Eighty-two percent of residents are voluntarily participating in the recycling program, and sustainability director Vicki Bennett said her department is making progress on addressing the biggest complaint from residents: glass recycling.

A funding source for some sustainability projects has already been identified. The Salt Lake Valley Landfill is creating a revenue surplus, said Mayor Ralph Becker. Under the current agreement, that revenue can only be used for landfill improvements.
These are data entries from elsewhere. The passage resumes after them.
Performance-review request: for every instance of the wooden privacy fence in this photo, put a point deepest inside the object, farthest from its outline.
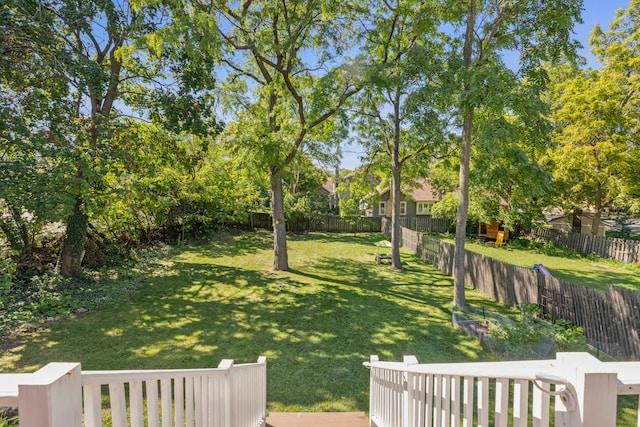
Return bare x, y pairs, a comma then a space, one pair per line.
607, 247
326, 223
610, 319
430, 225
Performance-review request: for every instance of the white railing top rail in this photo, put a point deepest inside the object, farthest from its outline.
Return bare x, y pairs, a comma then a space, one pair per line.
549, 371
585, 390
10, 383
107, 376
518, 370
229, 395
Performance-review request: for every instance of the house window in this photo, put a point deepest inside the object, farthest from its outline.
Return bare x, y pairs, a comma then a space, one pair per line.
424, 208
403, 208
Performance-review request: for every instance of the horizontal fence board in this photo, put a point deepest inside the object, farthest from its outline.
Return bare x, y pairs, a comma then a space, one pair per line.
622, 250
322, 223
611, 319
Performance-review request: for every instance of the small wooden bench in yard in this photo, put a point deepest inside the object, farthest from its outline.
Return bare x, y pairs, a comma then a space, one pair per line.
379, 258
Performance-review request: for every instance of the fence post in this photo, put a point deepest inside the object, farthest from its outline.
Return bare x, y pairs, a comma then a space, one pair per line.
52, 397
594, 393
227, 364
408, 413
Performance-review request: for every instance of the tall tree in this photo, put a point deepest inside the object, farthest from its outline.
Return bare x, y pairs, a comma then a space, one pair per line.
286, 69
537, 31
401, 113
85, 47
618, 50
591, 151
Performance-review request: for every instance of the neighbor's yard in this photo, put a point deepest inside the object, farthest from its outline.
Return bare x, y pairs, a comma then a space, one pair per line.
316, 323
593, 272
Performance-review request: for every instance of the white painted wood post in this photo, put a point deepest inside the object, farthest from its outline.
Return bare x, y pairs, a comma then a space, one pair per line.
594, 392
52, 397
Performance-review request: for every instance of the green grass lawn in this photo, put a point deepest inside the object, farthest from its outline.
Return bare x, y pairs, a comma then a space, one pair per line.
587, 271
316, 323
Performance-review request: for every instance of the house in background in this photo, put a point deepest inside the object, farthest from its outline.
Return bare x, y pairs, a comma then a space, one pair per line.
577, 222
414, 202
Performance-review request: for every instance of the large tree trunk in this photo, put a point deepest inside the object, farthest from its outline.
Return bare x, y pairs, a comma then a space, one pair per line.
280, 256
597, 215
396, 233
70, 262
396, 167
459, 298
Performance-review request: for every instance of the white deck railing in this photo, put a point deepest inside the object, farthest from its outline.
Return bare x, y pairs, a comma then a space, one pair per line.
574, 390
61, 395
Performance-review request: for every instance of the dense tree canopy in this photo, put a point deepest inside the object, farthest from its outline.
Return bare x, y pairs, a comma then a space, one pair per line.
127, 122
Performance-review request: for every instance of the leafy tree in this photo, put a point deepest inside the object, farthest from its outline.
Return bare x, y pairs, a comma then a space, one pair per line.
286, 80
32, 116
591, 152
402, 113
618, 51
85, 47
537, 31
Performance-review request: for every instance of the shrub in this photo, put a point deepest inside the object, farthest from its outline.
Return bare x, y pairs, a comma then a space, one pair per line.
533, 336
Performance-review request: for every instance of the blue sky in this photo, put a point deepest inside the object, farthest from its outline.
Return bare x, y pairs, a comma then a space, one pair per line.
594, 12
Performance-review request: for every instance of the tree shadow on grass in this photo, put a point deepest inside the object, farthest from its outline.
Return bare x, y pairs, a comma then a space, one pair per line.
316, 325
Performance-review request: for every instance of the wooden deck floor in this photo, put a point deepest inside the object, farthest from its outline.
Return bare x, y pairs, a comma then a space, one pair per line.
316, 419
Becker said the city is working on an ordinance change that would allow the surplus to fund other sustainability projects.
As for improving the city's air quality, Becker said the number of vehicle miles traveled each day must be addressed.

Faced with an uncertain budget situation, Councilman Sren Simonsen mentioned the possibility of putting major road projects on hold for the next 12 months and instead focusing on bike and transit improvements.

"It could be a long-term opportunity to reduce our overall carbon footprint," he said.

Councilman Luke Garrott said he would like to see the city become a "biker's paradise," dedicating entire lanes to non-motorized travel in some places.

"We have the wealth of these really wide streets," he said. "We don't always need two lanes for cars."

Progress is being made toward achieving that "biker's paradise."

The Utah Transit Authority is currently working on plans for a bicycle transit center at the Intermodal Hub, near 300 West and 600 South. The center, which could feature indoor bike parking, bike rentals and a bike-repair and accessory shop, might be ready sometime this summer, said Dan Berganthal, the city's Bikeway and Trails coordinator.

The city, with help from health-care provider Humana, is also making headway on a bike-sharing program, Berganthal said.